Ein weiteres Anbaugebiet für Safran ist Cocullo. Um dorthin zu gelangen, müssen Sie das wunderschöne Valle del Sagittario (Schützental) durchqueren. Man erreicht es, nachdem man Capestrano passiert hat, wo der berühmte Krieger von Capestrano gefunden wurde, eine Skulptur aus Stein und Marmor aus dem 6. Jh. v. Chr., die heute im Nationalmuseum von Chieti aufbewahrt wird. Weiter südlich kommt man an Bussi sul Tirino vorbei, in dessen Gewässern Garnelen gefangen werden. Schließlich, hinter Sulmona (Heimat der als Confetti bezeichneten Zuckermandeln), überragt Cocullo auf einer Höhe von 900 m das Flaturno-Tal, das Mezzana-Tal und die Sagittario-Schluchten: ein weiteres Gebiet, das dem Anbau von Safran gewidmet ist.

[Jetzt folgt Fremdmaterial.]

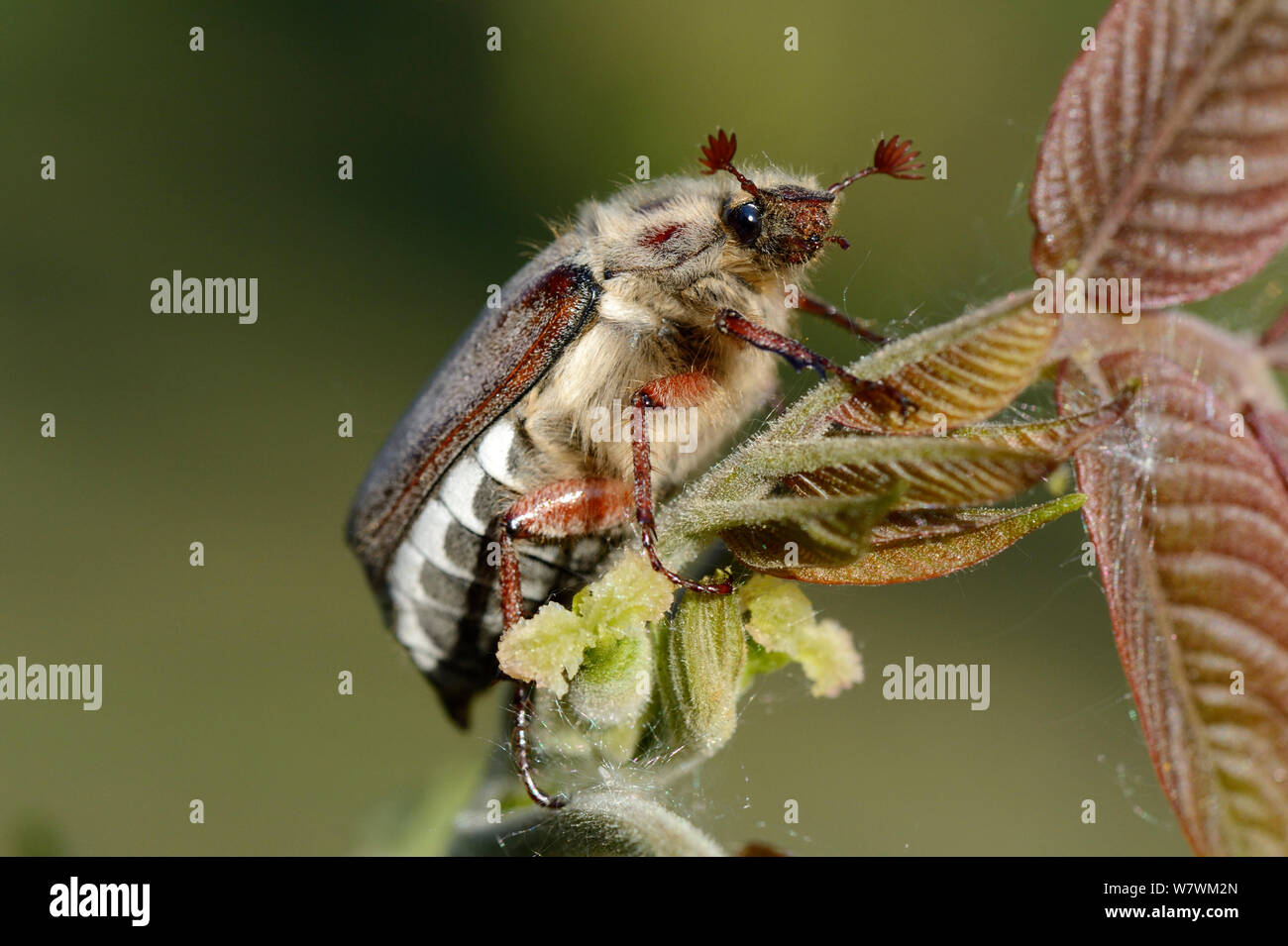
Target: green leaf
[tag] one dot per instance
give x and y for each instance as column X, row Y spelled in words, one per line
column 915, row 546
column 782, row 622
column 704, row 656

Ein Muss ist das wunderschöne Städtchen Celano mit dem Castello Piccolomini, einer Burg aus dem Jahr 15. Jahrhundert und dem Nationalmuseum der Marsica. Ein Umweg von wenigen Kilometern in Richtung Avezzano führt zur archäologischen Stätte von Alba Fucens. Andernfalls fahren Sie von Celano weiter nach Ovindoli: Auf 1.375 m Höhe gelegen, ist es bei Skifahrern und Bergsteigern bekannt, da von hier aus der Monte Velino (2.487 m) und der Monte Sirente (2.348 m) erreichbar sind.

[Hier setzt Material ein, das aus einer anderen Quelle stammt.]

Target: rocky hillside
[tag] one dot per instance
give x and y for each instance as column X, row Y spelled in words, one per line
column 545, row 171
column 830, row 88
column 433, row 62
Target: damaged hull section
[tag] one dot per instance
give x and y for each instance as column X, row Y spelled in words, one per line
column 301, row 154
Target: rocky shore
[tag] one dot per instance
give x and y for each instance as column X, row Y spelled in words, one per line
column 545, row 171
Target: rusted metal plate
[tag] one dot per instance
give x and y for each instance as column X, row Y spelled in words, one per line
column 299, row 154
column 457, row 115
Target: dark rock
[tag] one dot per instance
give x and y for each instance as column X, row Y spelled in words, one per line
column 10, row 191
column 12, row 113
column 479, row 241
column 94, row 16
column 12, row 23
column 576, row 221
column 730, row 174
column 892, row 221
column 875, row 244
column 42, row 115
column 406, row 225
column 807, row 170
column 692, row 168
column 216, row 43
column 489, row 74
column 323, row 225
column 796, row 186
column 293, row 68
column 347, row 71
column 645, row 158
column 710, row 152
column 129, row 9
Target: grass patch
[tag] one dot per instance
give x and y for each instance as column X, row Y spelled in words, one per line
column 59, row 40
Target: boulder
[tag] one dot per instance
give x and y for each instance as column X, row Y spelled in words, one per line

Und dann ist da noch Rovere, das malerische, befestigte mittelalterliche Dorf. Auf den ausgedehnten Weiten der Hochebene der Rocche befinden sich schließlich Rocca di Mezzo und Rocca di Cambio, Urlaubsorte und Skigebiete. Eine Reise im Herbst. Gegen Ende der Nacht entfaltet der Safran seinen vollen Duft, und die Bauern pflücken vorsichtig eine Blüte nach der anderen, deren Stempel dann von Hand abgetrennt und noch am Tag der Ernte getrocknet werden.